Programmed Ethics: Isaac Asimov’s Three Laws of Robotics

The ethical behavior of machines has supplied the theme for a vast amount of more or less fanciful speculation, especially in science fiction. A paradigmatic example is Isaac Asimov (1942) and his legendary Three Laws of Robotics (see Fig. 1).

Fig. 1
figure 1

Isaac Asimov’s three laws of robotics

The Three Laws of Robotics are a fictional attempt at explicitly programming an ethical code into a robot, i.e. a sort of programmed ethics. The Three Laws are certainly naïve (Lin et al., 2012), and an unsatisfactory basis for Machine Ethics (Anderson, 2011), even less for giving robots legal personality (Boden et al., 2017; Bryson, 2010; Nevejans, 2016).
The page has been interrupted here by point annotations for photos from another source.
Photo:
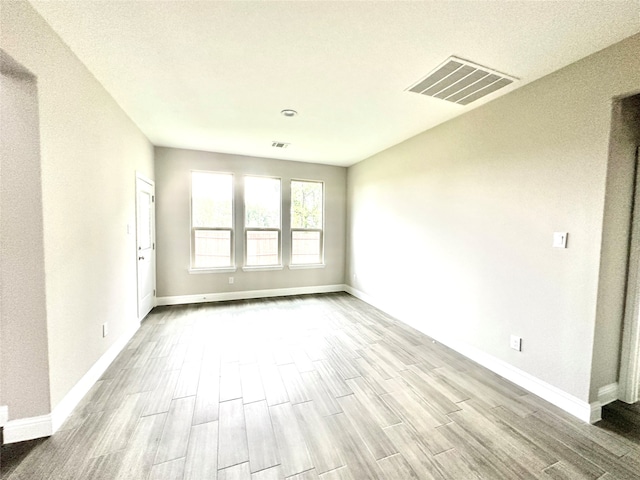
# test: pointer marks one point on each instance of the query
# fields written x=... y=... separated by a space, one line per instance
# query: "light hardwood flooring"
x=314 y=387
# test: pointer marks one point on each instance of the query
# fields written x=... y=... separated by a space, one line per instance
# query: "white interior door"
x=145 y=240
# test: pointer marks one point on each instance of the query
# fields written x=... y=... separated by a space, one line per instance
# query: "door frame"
x=629 y=381
x=143 y=178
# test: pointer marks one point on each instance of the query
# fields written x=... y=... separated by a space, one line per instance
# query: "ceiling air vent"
x=460 y=81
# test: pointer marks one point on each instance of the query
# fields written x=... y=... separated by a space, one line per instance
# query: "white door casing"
x=145 y=245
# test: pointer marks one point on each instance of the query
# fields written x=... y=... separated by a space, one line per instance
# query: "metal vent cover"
x=461 y=81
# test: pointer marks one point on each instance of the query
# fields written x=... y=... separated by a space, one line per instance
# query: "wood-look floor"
x=314 y=387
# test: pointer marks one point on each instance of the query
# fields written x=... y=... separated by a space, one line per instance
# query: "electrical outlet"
x=560 y=239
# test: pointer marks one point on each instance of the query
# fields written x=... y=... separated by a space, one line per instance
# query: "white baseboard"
x=24 y=429
x=569 y=403
x=29 y=428
x=248 y=294
x=606 y=395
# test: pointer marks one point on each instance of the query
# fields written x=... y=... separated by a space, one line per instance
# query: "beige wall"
x=451 y=230
x=89 y=151
x=24 y=367
x=173 y=167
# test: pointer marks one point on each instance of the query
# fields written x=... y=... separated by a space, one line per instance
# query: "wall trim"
x=4 y=415
x=546 y=391
x=29 y=428
x=248 y=294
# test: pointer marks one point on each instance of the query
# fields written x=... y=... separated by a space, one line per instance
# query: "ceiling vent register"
x=460 y=81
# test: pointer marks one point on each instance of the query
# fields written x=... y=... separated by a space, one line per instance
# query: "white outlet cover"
x=560 y=239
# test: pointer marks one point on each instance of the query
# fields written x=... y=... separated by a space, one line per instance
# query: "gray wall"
x=173 y=176
x=24 y=366
x=451 y=230
x=89 y=153
x=625 y=138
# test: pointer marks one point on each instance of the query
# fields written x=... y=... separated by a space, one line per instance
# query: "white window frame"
x=320 y=263
x=231 y=230
x=275 y=266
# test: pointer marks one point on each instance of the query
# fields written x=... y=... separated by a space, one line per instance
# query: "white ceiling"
x=214 y=75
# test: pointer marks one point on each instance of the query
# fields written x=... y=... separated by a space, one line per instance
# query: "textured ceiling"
x=214 y=75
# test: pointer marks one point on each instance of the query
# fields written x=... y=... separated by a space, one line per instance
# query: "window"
x=306 y=222
x=211 y=220
x=262 y=221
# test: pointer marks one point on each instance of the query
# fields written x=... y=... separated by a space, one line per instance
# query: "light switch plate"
x=560 y=239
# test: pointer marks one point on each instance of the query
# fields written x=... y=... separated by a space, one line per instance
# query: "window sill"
x=261 y=268
x=198 y=271
x=306 y=266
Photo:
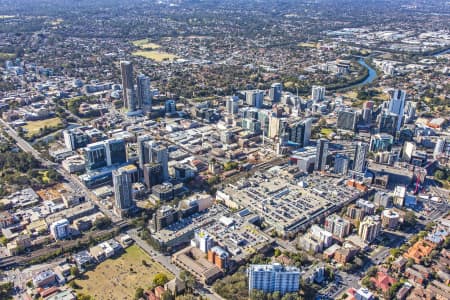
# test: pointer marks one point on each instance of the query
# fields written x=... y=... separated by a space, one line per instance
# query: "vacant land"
x=34 y=127
x=155 y=55
x=118 y=278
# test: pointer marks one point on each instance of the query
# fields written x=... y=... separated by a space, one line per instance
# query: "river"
x=371 y=77
x=443 y=52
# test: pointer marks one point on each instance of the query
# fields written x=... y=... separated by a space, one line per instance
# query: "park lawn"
x=155 y=55
x=119 y=277
x=145 y=44
x=307 y=45
x=33 y=127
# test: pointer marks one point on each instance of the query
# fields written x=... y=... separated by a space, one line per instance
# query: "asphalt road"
x=165 y=261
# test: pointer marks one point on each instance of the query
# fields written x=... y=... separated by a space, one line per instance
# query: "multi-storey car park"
x=288 y=205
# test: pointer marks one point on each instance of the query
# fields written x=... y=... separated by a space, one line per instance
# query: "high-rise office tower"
x=337 y=225
x=369 y=228
x=439 y=148
x=154 y=152
x=397 y=106
x=347 y=120
x=232 y=105
x=367 y=111
x=123 y=192
x=255 y=98
x=341 y=162
x=105 y=153
x=153 y=174
x=275 y=92
x=142 y=152
x=129 y=95
x=410 y=111
x=359 y=159
x=144 y=98
x=318 y=93
x=273 y=278
x=321 y=154
x=299 y=132
x=387 y=123
x=170 y=106
x=381 y=143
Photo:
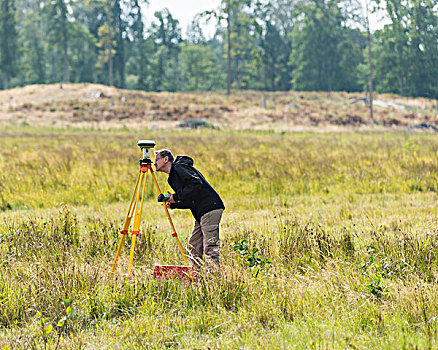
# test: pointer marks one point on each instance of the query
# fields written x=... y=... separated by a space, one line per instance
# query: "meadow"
x=349 y=221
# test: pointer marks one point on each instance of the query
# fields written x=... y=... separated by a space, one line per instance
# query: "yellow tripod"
x=136 y=206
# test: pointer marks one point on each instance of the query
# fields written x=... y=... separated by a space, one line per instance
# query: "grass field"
x=350 y=222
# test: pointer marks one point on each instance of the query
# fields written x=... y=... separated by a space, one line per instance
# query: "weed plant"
x=349 y=222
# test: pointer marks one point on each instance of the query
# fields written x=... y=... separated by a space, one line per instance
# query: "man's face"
x=160 y=162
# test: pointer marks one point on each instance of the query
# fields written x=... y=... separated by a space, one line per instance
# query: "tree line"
x=275 y=45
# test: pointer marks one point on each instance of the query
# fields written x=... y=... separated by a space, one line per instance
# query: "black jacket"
x=192 y=191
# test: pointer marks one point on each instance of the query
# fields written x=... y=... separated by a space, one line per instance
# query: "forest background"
x=277 y=45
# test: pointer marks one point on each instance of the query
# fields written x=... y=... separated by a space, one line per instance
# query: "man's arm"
x=192 y=184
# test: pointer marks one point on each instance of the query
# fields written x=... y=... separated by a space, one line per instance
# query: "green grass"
x=349 y=221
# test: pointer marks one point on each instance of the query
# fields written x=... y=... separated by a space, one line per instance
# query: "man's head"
x=163 y=160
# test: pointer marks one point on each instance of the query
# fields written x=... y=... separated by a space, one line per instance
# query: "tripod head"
x=145 y=146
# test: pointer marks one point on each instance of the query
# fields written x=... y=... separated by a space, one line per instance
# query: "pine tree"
x=8 y=41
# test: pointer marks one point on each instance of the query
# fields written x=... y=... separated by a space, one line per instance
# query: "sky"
x=185 y=10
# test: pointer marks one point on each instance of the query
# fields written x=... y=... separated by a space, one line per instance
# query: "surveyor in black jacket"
x=192 y=191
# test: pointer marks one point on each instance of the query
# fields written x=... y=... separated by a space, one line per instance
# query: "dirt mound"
x=88 y=105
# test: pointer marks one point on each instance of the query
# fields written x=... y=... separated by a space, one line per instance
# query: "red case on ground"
x=174 y=271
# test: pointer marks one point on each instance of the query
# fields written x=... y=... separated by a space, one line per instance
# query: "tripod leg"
x=174 y=234
x=135 y=228
x=126 y=224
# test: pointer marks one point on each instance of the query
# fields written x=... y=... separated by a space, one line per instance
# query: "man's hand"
x=170 y=200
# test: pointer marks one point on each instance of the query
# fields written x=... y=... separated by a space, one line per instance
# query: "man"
x=192 y=191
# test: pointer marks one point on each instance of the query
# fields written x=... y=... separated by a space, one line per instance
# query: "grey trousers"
x=205 y=240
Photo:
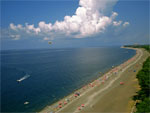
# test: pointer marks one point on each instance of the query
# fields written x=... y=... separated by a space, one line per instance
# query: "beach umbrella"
x=75 y=95
x=60 y=106
x=121 y=83
x=65 y=102
x=49 y=42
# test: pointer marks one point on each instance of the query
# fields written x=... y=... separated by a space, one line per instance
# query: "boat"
x=23 y=78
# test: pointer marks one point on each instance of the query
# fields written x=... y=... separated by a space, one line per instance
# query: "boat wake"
x=23 y=78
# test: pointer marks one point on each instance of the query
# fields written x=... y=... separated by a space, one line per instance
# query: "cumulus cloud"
x=89 y=19
x=126 y=24
x=115 y=23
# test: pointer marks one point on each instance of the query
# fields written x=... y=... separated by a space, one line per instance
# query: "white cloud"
x=115 y=23
x=126 y=24
x=46 y=38
x=15 y=37
x=88 y=20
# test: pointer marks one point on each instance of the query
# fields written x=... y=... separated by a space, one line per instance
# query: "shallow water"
x=54 y=73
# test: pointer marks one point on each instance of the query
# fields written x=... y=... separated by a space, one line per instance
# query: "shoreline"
x=88 y=87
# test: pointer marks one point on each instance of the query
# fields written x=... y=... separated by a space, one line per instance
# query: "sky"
x=73 y=23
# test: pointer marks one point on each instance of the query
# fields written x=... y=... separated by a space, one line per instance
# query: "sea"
x=33 y=79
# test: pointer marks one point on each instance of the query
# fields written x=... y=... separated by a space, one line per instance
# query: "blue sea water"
x=54 y=73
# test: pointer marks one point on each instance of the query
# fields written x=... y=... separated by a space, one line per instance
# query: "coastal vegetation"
x=146 y=47
x=143 y=98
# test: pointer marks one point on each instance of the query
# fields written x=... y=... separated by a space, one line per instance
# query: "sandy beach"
x=111 y=92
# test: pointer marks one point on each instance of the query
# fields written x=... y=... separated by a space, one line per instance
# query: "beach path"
x=110 y=96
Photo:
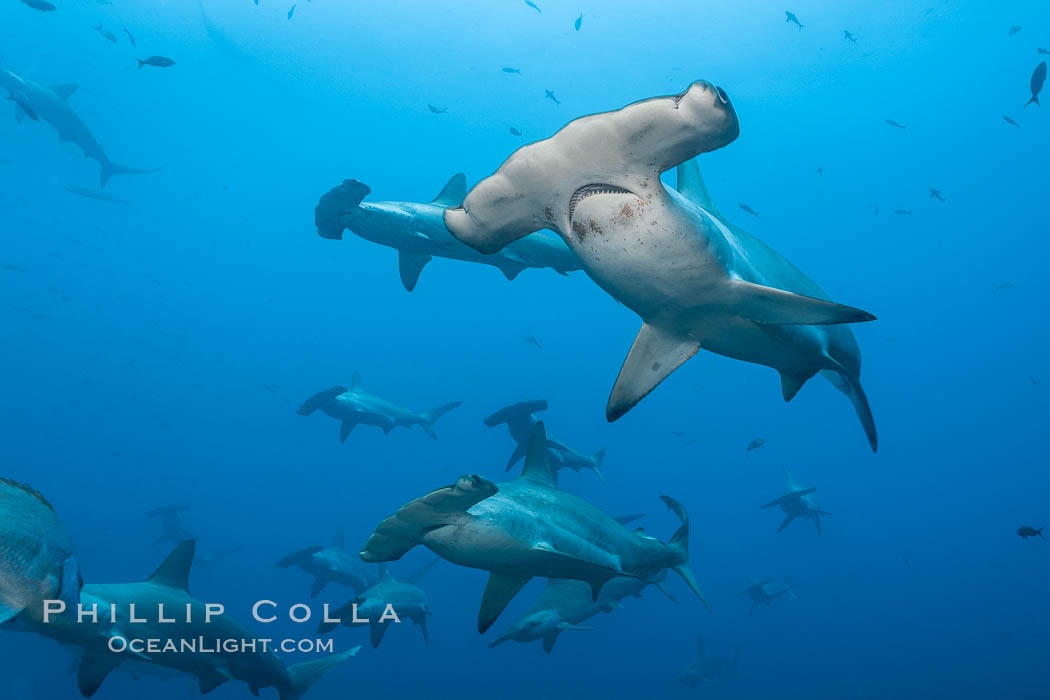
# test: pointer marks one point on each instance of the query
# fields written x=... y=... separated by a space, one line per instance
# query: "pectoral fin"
x=499 y=592
x=767 y=304
x=654 y=355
But it is worth examining some of the problems we would face if we were to try to implement them in a real machine. As we will see, there are a number of technical and conceptual difficulties which would be common to any machine ethics implementation, not only one that is based on the Three Laws. We will list and examine just three of these difficulties, derived from the notion of “harming a human being” or “allowing a human being to be harmed”, in the context of the First Law.
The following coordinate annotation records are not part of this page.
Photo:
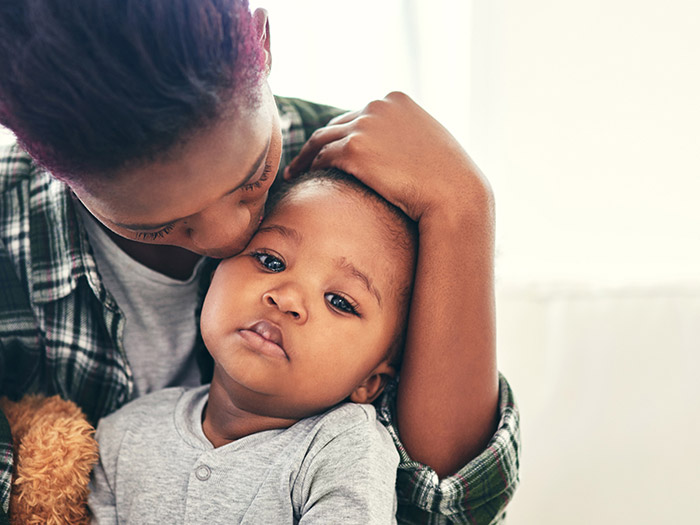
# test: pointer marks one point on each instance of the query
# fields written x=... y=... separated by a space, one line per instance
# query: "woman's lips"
x=264 y=337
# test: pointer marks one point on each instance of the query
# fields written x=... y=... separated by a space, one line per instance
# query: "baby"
x=305 y=327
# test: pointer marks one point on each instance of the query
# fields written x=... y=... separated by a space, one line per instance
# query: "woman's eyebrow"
x=251 y=173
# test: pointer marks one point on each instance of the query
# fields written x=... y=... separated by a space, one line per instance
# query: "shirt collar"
x=60 y=253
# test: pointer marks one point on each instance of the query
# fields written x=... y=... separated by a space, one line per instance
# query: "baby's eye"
x=269 y=262
x=341 y=304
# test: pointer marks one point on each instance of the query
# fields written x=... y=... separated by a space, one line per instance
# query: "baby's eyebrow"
x=351 y=270
x=290 y=233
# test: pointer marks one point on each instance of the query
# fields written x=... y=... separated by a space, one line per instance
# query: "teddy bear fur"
x=54 y=450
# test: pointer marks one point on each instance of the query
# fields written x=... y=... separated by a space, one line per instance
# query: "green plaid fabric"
x=60 y=333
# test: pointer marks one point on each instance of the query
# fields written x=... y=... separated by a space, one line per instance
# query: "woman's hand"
x=399 y=150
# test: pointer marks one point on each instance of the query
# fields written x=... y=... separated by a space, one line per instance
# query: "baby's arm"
x=101 y=499
x=351 y=478
x=448 y=392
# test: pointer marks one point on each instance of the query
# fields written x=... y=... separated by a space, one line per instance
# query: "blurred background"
x=585 y=117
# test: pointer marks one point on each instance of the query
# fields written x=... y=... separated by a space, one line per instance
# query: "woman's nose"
x=288 y=300
x=221 y=227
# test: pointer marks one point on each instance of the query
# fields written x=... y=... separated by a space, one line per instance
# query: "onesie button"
x=203 y=473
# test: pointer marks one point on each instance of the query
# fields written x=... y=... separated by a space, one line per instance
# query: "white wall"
x=585 y=117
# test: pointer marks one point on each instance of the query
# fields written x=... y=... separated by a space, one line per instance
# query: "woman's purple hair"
x=90 y=86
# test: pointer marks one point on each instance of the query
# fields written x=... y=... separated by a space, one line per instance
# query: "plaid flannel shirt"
x=60 y=333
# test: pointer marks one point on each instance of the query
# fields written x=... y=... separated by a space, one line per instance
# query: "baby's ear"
x=374 y=384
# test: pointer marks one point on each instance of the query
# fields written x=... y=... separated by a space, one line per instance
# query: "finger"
x=319 y=138
x=334 y=155
x=344 y=118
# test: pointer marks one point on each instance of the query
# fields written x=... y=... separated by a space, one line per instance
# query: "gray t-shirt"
x=159 y=313
x=157 y=466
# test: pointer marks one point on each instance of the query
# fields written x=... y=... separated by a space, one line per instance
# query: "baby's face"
x=308 y=310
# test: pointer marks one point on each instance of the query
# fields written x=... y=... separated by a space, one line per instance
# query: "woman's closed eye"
x=269 y=262
x=342 y=304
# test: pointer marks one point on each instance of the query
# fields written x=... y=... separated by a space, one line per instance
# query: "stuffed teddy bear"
x=54 y=452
First Difficulty: Need to Distinguish a Human from a Non-human

Since the robot has to protect and obey human beings, but not other beings, such as other humanoid robots, then it has to be able to distinguish between them properly. But this throws us into the arms of the problem that the Turing Test is seeking to address (Turing, 1950), which we still do not know how to solve, and which quite possibly can never find an algorithmical or empirical solution (Génova & Quintanilla Navarro, 2018; Northcott, 2019). Any robot implementing the Three Laws would need to incorporate as part of its basic programming a Turing Test, or some other such test, and would need to be continuously running this test with all those entities it interacts with. “That shape I see moving in the shadows of the roadside, is it a human being or is it an animal?”.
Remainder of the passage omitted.